Updated at 1.45pm with PN statement

Outspoken Nationalist Party candidate Salvu Mallia said he is on a mission like his heroes Gandhi, Che Guevara, Malcolm X, and Jesus Christ.

“Like him [points at Manuel Dimech statue] who had a mission, like Christ who had a mission, like St John who had a mission, like Che Guevara, like Gandhi who had a mission, I feel I have a mission,” he said.

Mr Mallia said people may react to this by questioning “who do you think you are”, but Christ, he added, had been met with the same reaction.

Wearing a banner criticising government corruption and with his trusty dachshund by his side, the former popular TV presenter told reporters this morning that Malta was wearing a cultural and intellectual blindfold. He therefore wanted to be the defibrillator needed to shock society back to reality.

"Yes it was shocking when I compared [Prime Minister] Joseph Muscat to Hitler, and I wanted to shock people. If some misunderstood what I was trying to put across it is because of a lack of education and culture,” he said.

Standing by his controversial statement, Mr Mallia said, he did not mean that Dr Muscat was genocidal or a warmonger, but simply that his political methods distracted people with a healthy economy and national spectacles while his government got away with wrong doing.

Yes it was shocking when I compared [Prime Minister] Joseph Muscat to Hitler, and I wanted to shock people. If some misunderstood what I was trying to put across it is because of a lack of education and culture

“I obviously don't mean he is Hitler, like we don't think someone is actually the son of God when we say he is like Jesus,” he said.

Returning to his Nazi metaphor, Mr Mallia said Joseph Goebbels, the infamous Reich Minister of Propaganda of Nazi Germany, had used smokescreens to distract the German people from the government of the day’s crimes.

Salvu Mallia in his protest outside Castille this morning.Salvu Mallia in his protest outside Castille this morning.

"I’m not saying Glenn Bedingfield is Goebbels, he certainly isn’t.
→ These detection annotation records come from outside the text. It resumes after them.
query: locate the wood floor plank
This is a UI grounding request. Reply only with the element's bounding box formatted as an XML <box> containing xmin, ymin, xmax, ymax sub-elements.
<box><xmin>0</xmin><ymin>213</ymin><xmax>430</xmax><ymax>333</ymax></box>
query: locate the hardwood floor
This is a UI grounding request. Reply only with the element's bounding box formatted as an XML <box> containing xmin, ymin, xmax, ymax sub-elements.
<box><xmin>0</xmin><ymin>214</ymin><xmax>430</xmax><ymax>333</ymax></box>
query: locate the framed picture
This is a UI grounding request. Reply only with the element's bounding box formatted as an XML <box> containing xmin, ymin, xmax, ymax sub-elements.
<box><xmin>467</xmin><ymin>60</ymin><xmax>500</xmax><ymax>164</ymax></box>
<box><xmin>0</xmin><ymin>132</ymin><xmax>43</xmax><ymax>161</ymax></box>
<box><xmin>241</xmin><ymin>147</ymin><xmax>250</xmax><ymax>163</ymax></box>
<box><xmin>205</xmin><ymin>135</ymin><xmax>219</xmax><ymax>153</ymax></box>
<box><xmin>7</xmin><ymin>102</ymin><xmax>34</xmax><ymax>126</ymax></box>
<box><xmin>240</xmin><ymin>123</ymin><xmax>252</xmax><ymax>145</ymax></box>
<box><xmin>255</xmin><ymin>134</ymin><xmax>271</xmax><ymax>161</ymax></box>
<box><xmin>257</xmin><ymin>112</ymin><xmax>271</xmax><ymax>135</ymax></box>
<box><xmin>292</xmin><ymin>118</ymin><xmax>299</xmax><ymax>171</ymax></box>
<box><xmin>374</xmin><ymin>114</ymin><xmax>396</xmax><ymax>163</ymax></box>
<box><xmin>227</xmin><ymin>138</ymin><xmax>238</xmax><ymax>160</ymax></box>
Joseph Muscat has a whole propaganda team behind him to put up his smoke screen,” Mr Mallia said.

On his heroes, Mr Mallia said he wanted to stand up for what he believed in, even if this did not go down well with Maltese society.

Comparing himself to St John or Jesus, he said he had a message to pass on.
Other heroes, included 19th century reformist Manuel Dimech, who he said had educated himself in prison and dedicated his life to “real social reform”.

Asked about his public use of expletives and foul language in recent weeks, Mr Mallia said he simply wanted to call a spade a spade.

Before addressing the media on the steps of the Office of the Prime Minister, he laid a bouquet of flowers on the Manuel Dimech monument in Castille Square, removing his hat and giving the statue a thumbs up.

During his 45-minute question and answer session with journalists, he also fielded questions from a self-proclaimed Labour voter who stopped to listen.

While the curious pedestrian and Mr Mallia agreed to disagree, others were less cordial. One man refused to shake Mr Mallia's hand saying he didn’t want to touch his "filth".

In comments to Times of Malta, the Nationalist Party defended Mr Mallia’s outbursts, saying he spoke "from his heart"” to convey his "outrage" against the Labour government.

Mallia has become Nationalist Party leader - PL

In a statement, the Labour Party said that the way Mr Mallia was dictating and making conditions on PN leader Simon Busuttil, his policy and his leadership showed that he had become the Nationalist Party leader.